Individual survival. The chief means of adaptation to the physical environment is by the selective process. Those who cannot adapt themselves are eliminated, while the more adaptable survive and reproduce their kind, their offspring inheriting their superior powers of adaptation. The selective process is seen most clearly where individuals or groups have moved from one environment to a very different environment, such as the English to India, the Americans to the Philippine Islands, or the Negroes from the southern to the northern states. Such migrations are followed by a higher rate of mortality than was common in the previous environment, indicating the elimination of those incapable of adjusting themselves to the changed conditions. The selective process is however always operating to some extent among peoples who remain in a given environment. Infants varying from the normal in such ways as to make adaptation impossible are eliminated; and only those survive who possess the necessary characteristics for adaptation. This continuous process of adjustment is one of the factors in a high infant mortality.

In addition to the method of selection through elimination another less extreme process of adaptation may also be detected. If changes in the environment are moderate the average individual undergoes certain physical alterations, which after a time leave him better adapted to the new environment than he was at first. Modifications of this kind are made in such cases as changes in altitude or in climate. The body becomes adjusted to new conditions and may then function just as well as in the previous environment. Such bodily changes represent the process of adaptation in those who survive. Those who are unable to make the physical adaptations are much more likely to be eliminated.

Health. The second test of adaptation simply means that individuals who do adapt themselves to a new environment

should not merely survive but should show a reasonable amount of health and vitality under the new conditions. The standard of vigor however cannot be made that of the previous environment, because some climates are much less stimulating to everyone than other climates. The standard must be found rather in the average energy of the native population. The point involved here is that some persons in changing their environment undergo what may be called a partial adaptation. With care they are able to survive; but they never show the health and vigor which could be expected in that particular location.

Group survival. The third evidence of adaptation, the power of reproduction, is a racial rather than an individual matter. The fact, which is not well understood, seems to be that certain people who live in a new environment in comparative health are unable to rear there such a healthy and numerous offspring as they could have in their native environment. The difficulty may be merely a matter of the survival of infants rather than the numbers born. But if a people are unable to keep up their numbers in a particular environment from any cause whatsoever, they cannot be said to be adapted fully to that environment. An example is that of the English in India who are moderately well adapted in the first two ways but are not yet adapted in the racial sense. In fact Professor Robert Dec. Ward says, “ Acclimatization in the full sense of having

1 white men and women living for successive generations in the tropics and reproducing their kind without physical, mental, and moral degeneration, - i.e. colonization in the true sense, — is impossible.”

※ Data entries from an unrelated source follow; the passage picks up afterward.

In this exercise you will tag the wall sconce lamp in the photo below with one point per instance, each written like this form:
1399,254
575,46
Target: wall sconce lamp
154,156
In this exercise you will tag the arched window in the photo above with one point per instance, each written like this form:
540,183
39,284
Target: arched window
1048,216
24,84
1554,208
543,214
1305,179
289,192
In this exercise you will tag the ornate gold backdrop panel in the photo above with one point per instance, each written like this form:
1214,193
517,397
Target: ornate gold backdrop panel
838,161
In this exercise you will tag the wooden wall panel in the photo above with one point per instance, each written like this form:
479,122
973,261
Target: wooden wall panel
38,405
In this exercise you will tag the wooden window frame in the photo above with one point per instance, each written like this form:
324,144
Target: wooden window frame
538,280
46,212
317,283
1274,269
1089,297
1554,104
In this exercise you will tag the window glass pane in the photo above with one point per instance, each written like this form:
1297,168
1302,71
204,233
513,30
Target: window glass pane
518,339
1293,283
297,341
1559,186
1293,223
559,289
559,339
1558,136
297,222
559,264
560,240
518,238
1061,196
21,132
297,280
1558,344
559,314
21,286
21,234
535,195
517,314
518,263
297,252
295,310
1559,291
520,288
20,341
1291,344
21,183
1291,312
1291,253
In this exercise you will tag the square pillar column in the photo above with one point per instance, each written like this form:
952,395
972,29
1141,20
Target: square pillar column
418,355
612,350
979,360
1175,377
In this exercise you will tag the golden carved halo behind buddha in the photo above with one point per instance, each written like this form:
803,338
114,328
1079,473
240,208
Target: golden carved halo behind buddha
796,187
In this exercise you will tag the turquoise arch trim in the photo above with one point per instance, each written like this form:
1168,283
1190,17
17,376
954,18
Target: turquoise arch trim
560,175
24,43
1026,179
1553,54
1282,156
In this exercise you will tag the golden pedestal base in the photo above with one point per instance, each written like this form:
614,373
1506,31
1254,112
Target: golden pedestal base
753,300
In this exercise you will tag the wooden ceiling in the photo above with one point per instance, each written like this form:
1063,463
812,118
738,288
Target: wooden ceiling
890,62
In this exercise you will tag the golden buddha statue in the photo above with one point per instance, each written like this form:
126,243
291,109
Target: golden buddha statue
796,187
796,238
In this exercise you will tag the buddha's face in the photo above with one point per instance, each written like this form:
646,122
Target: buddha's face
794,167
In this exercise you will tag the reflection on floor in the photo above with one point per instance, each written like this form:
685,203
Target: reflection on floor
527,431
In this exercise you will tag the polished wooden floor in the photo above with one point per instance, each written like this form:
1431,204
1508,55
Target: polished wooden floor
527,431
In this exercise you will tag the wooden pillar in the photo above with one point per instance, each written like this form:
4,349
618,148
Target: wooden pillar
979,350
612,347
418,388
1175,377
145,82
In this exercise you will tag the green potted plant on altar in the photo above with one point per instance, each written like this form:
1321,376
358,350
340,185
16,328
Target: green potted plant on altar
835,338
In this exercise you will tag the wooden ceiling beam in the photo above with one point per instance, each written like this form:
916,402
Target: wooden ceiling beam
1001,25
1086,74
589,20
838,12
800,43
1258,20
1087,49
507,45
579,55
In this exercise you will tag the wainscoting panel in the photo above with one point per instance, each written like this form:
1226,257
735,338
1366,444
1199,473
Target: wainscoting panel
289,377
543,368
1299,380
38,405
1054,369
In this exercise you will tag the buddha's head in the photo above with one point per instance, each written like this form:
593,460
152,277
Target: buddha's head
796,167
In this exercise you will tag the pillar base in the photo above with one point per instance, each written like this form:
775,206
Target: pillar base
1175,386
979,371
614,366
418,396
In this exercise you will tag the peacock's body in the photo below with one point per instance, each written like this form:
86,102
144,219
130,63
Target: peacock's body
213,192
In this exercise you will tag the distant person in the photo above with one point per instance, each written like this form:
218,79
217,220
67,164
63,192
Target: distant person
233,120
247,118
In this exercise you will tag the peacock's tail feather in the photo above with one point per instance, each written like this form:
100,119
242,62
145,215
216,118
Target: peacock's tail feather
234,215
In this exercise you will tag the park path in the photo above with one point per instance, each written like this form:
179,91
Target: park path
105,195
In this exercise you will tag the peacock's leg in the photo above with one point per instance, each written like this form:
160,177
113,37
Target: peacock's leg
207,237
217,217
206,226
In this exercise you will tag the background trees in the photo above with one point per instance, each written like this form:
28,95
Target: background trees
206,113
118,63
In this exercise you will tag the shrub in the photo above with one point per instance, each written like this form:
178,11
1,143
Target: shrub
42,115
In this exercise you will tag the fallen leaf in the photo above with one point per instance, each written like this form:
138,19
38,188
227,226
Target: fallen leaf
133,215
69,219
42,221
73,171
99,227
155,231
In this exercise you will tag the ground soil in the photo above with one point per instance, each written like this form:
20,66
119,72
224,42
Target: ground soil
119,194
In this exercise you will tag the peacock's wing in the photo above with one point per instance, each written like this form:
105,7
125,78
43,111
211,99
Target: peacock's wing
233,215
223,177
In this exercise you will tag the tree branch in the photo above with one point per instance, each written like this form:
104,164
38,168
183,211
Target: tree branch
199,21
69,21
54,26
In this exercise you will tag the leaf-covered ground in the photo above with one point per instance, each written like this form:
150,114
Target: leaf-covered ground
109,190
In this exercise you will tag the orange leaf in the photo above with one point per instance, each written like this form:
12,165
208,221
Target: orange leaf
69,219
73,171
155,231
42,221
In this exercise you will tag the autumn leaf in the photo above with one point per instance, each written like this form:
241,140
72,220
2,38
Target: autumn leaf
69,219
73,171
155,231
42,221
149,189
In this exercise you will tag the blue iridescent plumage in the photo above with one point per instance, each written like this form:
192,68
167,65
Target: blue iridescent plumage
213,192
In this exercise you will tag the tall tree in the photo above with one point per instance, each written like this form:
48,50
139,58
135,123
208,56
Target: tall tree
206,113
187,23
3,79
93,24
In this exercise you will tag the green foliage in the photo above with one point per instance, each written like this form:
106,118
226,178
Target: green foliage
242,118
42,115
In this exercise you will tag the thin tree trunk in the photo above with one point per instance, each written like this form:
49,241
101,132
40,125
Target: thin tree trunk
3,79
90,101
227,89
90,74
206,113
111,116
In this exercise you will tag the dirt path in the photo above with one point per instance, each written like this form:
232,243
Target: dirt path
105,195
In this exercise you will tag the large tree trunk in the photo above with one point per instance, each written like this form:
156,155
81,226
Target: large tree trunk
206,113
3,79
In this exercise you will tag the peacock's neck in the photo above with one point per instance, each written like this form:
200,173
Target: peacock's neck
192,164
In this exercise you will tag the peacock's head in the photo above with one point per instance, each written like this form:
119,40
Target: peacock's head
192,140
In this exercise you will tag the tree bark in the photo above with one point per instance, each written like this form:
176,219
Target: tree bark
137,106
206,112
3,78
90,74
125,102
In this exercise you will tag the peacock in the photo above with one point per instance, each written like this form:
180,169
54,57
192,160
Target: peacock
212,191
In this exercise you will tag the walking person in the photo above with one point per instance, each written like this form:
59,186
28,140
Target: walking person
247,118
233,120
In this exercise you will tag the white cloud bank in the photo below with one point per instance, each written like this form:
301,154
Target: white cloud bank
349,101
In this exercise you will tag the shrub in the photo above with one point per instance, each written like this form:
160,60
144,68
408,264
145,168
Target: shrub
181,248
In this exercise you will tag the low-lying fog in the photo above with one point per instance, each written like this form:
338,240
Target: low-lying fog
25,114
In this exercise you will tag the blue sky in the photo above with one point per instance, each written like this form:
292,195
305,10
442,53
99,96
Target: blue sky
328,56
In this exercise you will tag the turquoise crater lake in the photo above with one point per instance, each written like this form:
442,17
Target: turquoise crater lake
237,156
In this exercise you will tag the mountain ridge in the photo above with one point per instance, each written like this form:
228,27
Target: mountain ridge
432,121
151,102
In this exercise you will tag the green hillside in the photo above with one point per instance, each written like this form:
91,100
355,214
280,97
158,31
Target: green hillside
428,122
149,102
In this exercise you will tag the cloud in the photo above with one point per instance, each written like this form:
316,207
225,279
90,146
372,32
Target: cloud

Active Adaptation to the Physical Environment. Passive adaptation, at least in its more extreme forms, is being continually resisted by man, who seeks to avoid the painfulness of the selective process by quicker and more agreeable methods of adaptation. For this reason man alters the environment in numberless ways to make it better suited to his needs. He cuts down forests to clear the land; he drains or irrigates land to increase food supply; he dredges harbors and rivers, and

1 Climate, p. 204.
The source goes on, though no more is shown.